ホーム トピックス ストア ダイレクト

2023.5.11

ニンデント本社

CHAPTER4:

そういうところが「ゼルダっぽい」

続編でありながら、さまざまな新しいものが詰まっているということで、 前作では「ゼルダのアタリマエを見直す」というテーマでしたが、 今作では「続編のアタリマエを見直す」になっているように感じました。

堂 田

そうですね、話していて気づいたんですけど、 もし、全然違うフィールドでゼロからつくっていたら、 マップが違うだけで前作と同じような遊び心地のゲームが できてしまっていたかもしれません。

藤 林

たしかにそのとおりで、 僕らはよく「掛け算でゲームをつくろう」と言っています。 例えば「主人公の能力」と「多彩なフィールド」を掛け合わせると 「人によって毎回違う体験」が生まれるだろう、という考え方です。 「毎回違う体験」は続編でも絶対に変えたくない、 「多彩なフィールド」も変えない、となると おのずと「主人公の能力」を変えて新しくしよう、ということになります。 だから今回は、リンクの能力を完全に刷新しました。
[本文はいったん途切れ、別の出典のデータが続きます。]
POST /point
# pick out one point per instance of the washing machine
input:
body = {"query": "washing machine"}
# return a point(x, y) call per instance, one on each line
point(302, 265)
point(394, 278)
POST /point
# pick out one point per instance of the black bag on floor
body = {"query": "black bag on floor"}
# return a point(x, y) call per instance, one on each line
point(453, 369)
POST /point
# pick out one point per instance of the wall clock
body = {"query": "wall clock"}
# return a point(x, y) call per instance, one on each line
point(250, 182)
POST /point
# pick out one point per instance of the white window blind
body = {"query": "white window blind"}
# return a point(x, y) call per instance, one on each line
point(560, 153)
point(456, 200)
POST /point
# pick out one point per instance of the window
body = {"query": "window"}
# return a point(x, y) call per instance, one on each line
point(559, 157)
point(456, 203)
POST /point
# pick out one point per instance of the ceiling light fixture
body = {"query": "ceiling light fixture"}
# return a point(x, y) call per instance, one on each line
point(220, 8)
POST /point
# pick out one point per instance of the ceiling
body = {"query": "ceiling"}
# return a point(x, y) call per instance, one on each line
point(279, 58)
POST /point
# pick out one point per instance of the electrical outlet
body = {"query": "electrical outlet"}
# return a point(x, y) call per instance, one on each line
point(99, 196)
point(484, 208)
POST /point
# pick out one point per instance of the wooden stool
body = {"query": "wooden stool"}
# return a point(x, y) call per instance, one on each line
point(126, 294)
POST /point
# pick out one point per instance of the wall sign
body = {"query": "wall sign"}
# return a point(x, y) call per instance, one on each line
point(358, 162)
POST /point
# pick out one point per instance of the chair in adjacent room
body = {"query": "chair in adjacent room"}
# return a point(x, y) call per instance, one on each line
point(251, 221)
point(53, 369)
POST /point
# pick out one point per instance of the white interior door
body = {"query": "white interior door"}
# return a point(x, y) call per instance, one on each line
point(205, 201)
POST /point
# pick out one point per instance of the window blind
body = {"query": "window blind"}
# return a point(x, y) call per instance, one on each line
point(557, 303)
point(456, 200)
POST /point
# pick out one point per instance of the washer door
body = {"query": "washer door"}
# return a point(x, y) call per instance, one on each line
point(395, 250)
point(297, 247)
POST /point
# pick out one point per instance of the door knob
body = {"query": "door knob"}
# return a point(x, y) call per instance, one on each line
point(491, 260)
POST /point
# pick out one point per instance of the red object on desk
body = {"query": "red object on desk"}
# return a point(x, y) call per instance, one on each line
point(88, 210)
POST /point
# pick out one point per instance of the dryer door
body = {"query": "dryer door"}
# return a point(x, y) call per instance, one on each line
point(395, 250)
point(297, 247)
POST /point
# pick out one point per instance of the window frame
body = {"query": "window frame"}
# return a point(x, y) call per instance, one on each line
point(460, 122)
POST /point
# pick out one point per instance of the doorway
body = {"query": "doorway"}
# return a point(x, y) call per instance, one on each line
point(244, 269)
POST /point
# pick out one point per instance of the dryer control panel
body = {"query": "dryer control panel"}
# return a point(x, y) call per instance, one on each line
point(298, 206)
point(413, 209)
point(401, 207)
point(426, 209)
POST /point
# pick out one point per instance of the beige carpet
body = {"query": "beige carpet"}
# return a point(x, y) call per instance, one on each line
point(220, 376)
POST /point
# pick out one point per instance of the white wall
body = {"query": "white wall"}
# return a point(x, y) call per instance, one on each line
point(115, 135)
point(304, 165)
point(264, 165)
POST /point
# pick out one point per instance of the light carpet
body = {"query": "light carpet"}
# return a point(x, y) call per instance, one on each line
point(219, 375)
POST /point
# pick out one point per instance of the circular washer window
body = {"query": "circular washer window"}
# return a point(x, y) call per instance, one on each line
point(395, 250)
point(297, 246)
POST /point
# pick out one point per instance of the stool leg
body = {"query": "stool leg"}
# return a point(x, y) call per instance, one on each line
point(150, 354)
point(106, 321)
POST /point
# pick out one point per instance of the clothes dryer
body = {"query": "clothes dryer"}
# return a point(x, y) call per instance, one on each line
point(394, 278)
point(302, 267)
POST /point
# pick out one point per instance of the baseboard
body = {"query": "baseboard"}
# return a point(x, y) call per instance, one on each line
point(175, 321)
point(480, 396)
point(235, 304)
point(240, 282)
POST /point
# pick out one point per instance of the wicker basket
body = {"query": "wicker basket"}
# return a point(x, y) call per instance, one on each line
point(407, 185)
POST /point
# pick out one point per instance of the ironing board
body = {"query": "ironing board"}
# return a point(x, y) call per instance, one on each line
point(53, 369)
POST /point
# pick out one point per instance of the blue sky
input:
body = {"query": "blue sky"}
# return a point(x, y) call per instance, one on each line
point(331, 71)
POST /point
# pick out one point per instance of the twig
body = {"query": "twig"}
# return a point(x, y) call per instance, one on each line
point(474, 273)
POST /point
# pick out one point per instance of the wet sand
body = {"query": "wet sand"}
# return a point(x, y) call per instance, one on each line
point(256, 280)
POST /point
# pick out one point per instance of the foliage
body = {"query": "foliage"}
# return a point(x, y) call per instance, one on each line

たしかに、先日の青沼さんのプレイ映像で紹介されていた リンクの能力は、前作とは違うまったく新しいものでした。 ただ、「完全に刷新」ということは、 ひょっとして全部異なっていたりするのでしょうか?

青 沼

すべて一新されています。 前と同じと思ったら大間違いですよ(笑)。

中でも特に今作の特長のひとつである モノとモノを「つなげる」遊びは、開発の初期に 藤林さんが「続編でやりたい遊びはこれです!」といって 持ち込んできたものです。

藤 林

あのときは、前作の仕組みとパーツだけで 「乗り物」を試作してプレゼンしましたね。

回転する4つの歯車をタイヤに見立てて板につけて車をつくったり、 その自動で回る歯車に板をくっつけて外輪船にしたり。 あとは、石板を組み合わせて筒にして、 リモコンバクダンを使って古代球を飛ばせる大砲をつくって、 車と合わせて戦車にしたりもしました(笑)。

そうやって、もしリンクに「つなげる能力」があったら、 今ある材料だけでもこんな新しい遊びができますよ、って 提案したのが、 今作の「ウルトラハンドで乗り物をつくる」の始まりでしたね。

なるほど、「モノを組み合わせて何かをつくる」 というアイデアは開発の最初からあったのですね。 青沼さんのプレイ動画を見ていても、 「こう組み合わせたらこんなことができる」というのが、 とても直感的でわかりやすかったです。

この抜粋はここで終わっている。